“My first year was particularly rough on me,” he recalls.
He struggled to keep up academically. He had good grades in high school but the demands of his engineering program were something else entirely.
Most of all, he and his brother were the first in his family to attend university and there were few supports or mentors to help him. “I didn’t know any engineers, not a single one,” he says.
Today Bazylak, a member of the Métis Nation of Saskatchewan, is an associate professor, teaching stream, in the University of Toronto’s Faculty of Applied Science & Engineering and a recipient of the Hart Teaching Innovation Professorship for his research on identifying barriers for Indigenous students entering the field.
Along with Wendy Mortimer, director of Engineering Pathways and Indigenous Partnerships, Bazylak is a co-chair of the Eagles’ Longhouse, a new committee working on a blueprint to improve U of T Engineering’s relationship with Indigenous peoples. The name draws on the symbols of both the majestic bird messenger of wisdom and the place of community and learning.

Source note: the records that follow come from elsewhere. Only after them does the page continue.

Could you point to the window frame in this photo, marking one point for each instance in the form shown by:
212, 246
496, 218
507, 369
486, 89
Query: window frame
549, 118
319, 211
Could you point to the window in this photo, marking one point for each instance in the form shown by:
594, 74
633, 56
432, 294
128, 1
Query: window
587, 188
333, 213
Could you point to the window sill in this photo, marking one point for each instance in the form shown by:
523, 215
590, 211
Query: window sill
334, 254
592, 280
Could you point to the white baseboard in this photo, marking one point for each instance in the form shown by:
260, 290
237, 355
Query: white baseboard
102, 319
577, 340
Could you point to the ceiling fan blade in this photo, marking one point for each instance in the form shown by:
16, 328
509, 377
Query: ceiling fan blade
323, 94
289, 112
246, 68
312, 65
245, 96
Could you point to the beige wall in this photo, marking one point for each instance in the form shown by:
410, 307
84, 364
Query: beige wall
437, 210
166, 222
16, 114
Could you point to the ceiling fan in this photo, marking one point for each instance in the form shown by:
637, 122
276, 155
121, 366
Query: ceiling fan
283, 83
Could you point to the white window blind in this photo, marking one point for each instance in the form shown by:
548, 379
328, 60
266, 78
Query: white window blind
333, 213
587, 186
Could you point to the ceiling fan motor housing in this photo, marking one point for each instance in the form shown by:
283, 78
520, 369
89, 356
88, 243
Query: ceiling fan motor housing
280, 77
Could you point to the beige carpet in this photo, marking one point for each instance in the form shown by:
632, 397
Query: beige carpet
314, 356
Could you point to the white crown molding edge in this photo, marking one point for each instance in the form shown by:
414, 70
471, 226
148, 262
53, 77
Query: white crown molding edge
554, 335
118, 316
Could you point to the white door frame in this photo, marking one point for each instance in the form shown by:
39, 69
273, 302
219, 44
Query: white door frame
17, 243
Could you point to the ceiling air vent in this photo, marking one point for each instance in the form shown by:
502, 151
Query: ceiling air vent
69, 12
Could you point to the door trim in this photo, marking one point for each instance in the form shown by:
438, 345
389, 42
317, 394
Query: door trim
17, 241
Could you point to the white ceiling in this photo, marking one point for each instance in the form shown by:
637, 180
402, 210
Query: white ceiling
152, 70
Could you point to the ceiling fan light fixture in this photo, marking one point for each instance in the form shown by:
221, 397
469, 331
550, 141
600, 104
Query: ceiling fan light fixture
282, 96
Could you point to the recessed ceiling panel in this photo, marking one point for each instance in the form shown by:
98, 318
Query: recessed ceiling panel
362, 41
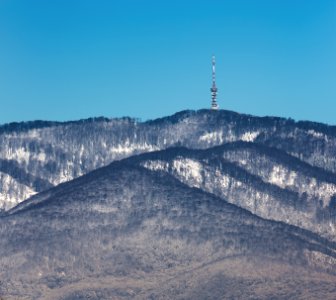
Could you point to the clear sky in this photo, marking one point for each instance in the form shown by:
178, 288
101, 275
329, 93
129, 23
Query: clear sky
68, 59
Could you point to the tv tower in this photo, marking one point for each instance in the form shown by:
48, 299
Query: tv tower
214, 89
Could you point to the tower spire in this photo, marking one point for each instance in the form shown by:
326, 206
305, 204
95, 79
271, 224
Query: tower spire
214, 89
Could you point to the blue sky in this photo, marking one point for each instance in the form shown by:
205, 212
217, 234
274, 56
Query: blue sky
62, 60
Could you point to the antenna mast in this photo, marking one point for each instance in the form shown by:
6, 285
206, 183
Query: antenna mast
214, 89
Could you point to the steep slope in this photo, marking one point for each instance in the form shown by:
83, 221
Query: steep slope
57, 152
263, 180
124, 231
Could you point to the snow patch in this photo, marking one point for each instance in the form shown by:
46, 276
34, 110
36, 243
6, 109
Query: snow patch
104, 209
249, 136
315, 133
212, 137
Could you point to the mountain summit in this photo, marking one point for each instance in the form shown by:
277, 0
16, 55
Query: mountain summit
195, 205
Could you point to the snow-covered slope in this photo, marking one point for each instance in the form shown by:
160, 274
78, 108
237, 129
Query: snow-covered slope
52, 152
263, 180
124, 232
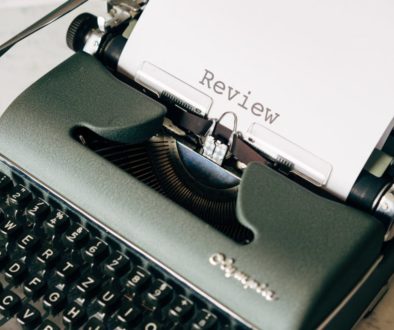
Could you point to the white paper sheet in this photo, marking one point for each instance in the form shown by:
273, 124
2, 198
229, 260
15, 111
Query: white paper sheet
318, 73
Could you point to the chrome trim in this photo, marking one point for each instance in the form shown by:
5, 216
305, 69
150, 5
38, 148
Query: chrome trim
343, 303
380, 295
145, 254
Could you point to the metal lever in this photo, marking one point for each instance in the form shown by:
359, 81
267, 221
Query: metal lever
43, 22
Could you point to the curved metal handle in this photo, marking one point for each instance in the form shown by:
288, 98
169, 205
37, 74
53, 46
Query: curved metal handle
43, 22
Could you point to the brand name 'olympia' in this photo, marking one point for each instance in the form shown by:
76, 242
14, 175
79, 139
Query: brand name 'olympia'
231, 271
240, 99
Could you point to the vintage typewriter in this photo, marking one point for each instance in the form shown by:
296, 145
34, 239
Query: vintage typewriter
122, 209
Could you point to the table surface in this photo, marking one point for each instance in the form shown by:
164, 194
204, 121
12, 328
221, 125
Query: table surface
36, 55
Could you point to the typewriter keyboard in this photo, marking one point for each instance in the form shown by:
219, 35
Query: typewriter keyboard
60, 270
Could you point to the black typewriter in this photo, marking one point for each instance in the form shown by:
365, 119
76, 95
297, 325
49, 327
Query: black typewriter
115, 214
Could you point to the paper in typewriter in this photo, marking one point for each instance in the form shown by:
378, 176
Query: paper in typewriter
315, 77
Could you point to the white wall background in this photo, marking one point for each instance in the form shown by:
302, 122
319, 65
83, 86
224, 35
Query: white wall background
35, 56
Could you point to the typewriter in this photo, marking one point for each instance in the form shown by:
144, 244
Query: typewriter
121, 208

“We want to change the culture of engineering to be welcoming of Indigenous faculty, staff and students,” says Bazylak.
The Eagles’ Longhouse was formed in response to U of T’s Truth and Reconciliation steering committee, which early last year year released a final report with 34 calls to action for the university. Dean Cristina Amon of the Faculty of Applied Science & Engineering took up the charge and tasked key staff and faculty members including Bazylak — her adviser on Indigenous initiatives — with creating a “Blueprint to Action,” with ideas on how U of T Engineering can address the calls to action.
The Eagles’ Longhouse plans to deliver that blueprint early this year.

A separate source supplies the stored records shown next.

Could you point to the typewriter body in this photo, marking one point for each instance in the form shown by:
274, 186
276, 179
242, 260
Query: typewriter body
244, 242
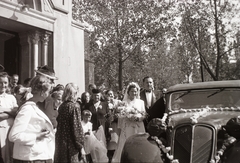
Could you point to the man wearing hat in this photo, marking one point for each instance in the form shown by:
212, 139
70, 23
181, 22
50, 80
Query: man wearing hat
47, 106
98, 109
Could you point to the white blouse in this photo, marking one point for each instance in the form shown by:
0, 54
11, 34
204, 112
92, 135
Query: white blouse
7, 103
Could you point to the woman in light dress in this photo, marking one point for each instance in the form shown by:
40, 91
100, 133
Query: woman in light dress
32, 133
95, 149
129, 127
8, 108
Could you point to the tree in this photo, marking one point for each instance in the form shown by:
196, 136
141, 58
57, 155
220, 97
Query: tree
208, 25
123, 32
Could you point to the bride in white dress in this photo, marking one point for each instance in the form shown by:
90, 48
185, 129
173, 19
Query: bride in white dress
129, 127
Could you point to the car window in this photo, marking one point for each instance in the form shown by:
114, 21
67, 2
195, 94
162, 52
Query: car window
213, 98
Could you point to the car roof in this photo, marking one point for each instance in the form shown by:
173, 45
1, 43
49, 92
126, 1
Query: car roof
205, 85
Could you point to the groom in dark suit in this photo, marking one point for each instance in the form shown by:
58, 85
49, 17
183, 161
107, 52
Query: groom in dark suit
147, 95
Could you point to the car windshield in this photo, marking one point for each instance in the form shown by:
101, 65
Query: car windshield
214, 98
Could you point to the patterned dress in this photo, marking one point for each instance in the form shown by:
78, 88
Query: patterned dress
69, 135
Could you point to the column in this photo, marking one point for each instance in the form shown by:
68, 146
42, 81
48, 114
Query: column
45, 40
34, 37
25, 61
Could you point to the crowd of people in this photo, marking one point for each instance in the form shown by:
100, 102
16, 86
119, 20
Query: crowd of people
44, 123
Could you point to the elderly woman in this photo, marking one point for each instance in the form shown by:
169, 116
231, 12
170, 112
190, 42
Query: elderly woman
8, 107
32, 131
69, 135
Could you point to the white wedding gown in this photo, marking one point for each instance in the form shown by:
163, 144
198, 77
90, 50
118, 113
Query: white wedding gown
128, 128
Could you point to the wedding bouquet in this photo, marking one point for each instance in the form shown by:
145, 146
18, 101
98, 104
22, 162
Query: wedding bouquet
131, 113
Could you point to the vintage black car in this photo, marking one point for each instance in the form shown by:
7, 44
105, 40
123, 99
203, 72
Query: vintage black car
196, 114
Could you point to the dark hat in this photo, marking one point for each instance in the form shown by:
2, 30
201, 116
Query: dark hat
96, 90
1, 68
232, 127
46, 71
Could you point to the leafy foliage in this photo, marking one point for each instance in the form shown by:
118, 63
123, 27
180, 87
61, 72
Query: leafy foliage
173, 42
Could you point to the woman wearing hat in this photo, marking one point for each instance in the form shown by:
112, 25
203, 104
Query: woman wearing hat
32, 132
48, 105
69, 135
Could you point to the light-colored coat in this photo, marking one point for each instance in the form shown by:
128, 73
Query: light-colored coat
29, 121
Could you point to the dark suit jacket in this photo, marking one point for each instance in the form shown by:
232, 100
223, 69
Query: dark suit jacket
98, 115
157, 110
144, 98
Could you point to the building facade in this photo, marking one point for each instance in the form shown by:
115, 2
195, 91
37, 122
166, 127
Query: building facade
42, 32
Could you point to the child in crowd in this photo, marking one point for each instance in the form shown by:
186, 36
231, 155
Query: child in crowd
95, 149
22, 94
56, 95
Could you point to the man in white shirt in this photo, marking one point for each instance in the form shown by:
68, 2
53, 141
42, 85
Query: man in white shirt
147, 95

The committee will focus on four key areas: adding Indigenous spaces, including more Indigenous curriculum, hiring more Indigenous faculty and staff, and improving access for Indigenous students. The committee is made up of Indigenous Elders, faculty members and staff. Oneida Nation Elder Kim Running Bear McDougall is on the committee, as is Erin Bobicki (MSE, ChemE) assistant professor in the department of chemical engineering and applied chemistry, and Joan DaCosta, manager, Director’s Office, University of Toronto Institute for Aerospace Studies.
Bazylak says that coming up with effective solutions is not clearcut and that the Eagles’ Longhouse is being careful to keep in mind the great diversity in Indigenous experiences and perspectives. “There’s the Métis student raised on Bloor Street in Toronto, there is the First Nations student who grew up in a remote reserve, there is the Inuit student who grew up north of the Arctic Circle,” he says. “To say we can come up with one method that’s going to support all these Indigenous people in their journey to come to U of T is not feasible.”
Bazylak says Engineering needs a plan that can be flexible enough to meet the individual and unique needs of each Indigenous student.
The Eagles’ Longhouse has smaller, specialized working groups who are consulting with external experts and Indigenous partners to come up with ideas for how to better address such diverse student needs, from not having all the required courses to coming from a remote location and being a mature student with a family.
Opening up and expanding opportunities for Indigenous students to enter engineering is something Bazylak says is essential to expanding the field and creating solutions to contemporary problems facing Indigenous and non-Indigenous communities in Canada and beyond. “For me, being an engineer is about community building,” he says.